Conti pubblici e legge elettorale, dunque, sono due elementi di quello scenario che al momento induce Grasso a declinare l’invito spiegando che le “condizioni attuali” rendono difficile il prosieguo del ragionamento iniziato dal Pd regionale e nazionale. La discesa nell’agone siciliano comporterebbe le dimissioni da presidente del Senato: una decisione che Grasso al momento ha deciso di accantonare in virtù dell’avvicinarsi di quello che da Roma definiscono “un tornante difficile della legislatura”. La “delicatezza del ruolo” che attualmente ricopre ha imposto all’ex procuratore di Palermo una “seria valutazione” sul costo istituzionale di un gesto come le dimissioni, che in questo momento sarebbe “troppo alto” per il Paese. Per Grasso un dilemma istituzionale che “per ora”, come affermato in una uscita pubblica a Catanzaro, ha una risposta negativa.

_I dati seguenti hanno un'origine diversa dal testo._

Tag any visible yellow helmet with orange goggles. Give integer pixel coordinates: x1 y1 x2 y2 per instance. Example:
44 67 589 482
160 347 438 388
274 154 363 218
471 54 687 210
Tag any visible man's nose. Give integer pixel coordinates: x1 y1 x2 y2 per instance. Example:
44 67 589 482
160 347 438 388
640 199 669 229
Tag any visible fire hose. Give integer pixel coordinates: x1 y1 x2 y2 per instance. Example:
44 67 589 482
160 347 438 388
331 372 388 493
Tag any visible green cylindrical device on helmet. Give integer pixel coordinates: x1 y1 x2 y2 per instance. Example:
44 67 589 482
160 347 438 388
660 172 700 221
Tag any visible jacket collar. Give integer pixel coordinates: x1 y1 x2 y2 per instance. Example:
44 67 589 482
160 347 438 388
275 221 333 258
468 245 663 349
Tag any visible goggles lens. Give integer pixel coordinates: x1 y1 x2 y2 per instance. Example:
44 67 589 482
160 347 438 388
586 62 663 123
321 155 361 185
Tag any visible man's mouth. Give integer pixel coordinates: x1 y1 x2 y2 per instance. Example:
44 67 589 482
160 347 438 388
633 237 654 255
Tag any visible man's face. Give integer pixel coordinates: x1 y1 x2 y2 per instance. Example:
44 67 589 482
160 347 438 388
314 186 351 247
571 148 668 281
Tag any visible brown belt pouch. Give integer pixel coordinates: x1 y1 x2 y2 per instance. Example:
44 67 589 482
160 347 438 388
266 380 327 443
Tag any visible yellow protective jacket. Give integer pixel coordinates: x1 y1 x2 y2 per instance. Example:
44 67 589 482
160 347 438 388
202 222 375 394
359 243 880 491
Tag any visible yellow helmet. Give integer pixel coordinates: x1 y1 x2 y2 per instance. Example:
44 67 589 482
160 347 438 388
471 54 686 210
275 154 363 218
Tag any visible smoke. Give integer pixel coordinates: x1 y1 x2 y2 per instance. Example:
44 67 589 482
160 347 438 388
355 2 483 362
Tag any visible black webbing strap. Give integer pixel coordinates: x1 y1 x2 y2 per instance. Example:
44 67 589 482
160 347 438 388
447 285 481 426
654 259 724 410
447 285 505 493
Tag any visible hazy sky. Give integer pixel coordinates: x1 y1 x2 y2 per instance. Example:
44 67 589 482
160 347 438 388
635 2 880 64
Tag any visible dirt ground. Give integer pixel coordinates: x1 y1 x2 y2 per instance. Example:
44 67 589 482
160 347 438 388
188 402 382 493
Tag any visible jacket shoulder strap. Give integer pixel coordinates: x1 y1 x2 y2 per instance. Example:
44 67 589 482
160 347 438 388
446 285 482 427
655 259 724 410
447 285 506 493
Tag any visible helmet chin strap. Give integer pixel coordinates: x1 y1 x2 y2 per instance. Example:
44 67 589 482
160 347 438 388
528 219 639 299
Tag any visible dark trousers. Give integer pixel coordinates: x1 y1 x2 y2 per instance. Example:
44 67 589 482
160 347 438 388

Il ragionamento di Grasso è stato accolto con “massimo rispetto” nel Pd siciliano che tuttavia non ha perso le speranze di potere ancora convincere il presidente del Senato, qualora le condizioni a Roma dovessero cambiare. Da fonti del partito, inoltre, emerge il malessere nei confronti di alcuni “notabili” locali che nelle ultime ore avrebbero ostacolato l’ipotesi Grasso a Palazzo d’Orleans. Ingerenze figlie di quelle precondizioni fatte filtrare da Palazzo Madama per rendere possibile un ragionamento sulla candidatura per Palazzo d’Orleans e che erano già state anticipate da Livesicilia: pieno controllo sulla qualità delle liste da portare avanti in parallelo con una proposta di rinnovamento della classe politica siciliana di centrosinistra. Segnali accolti con freddezza da qualche big locale, che avrebbe così “remato contro” l’ipotesi in campo. Anche questa controffensiva non è passata inosservata a Palazzo Madama, dove tuttavia in queste ore si continua a ragionare in termini di “opportunità per il Paese”.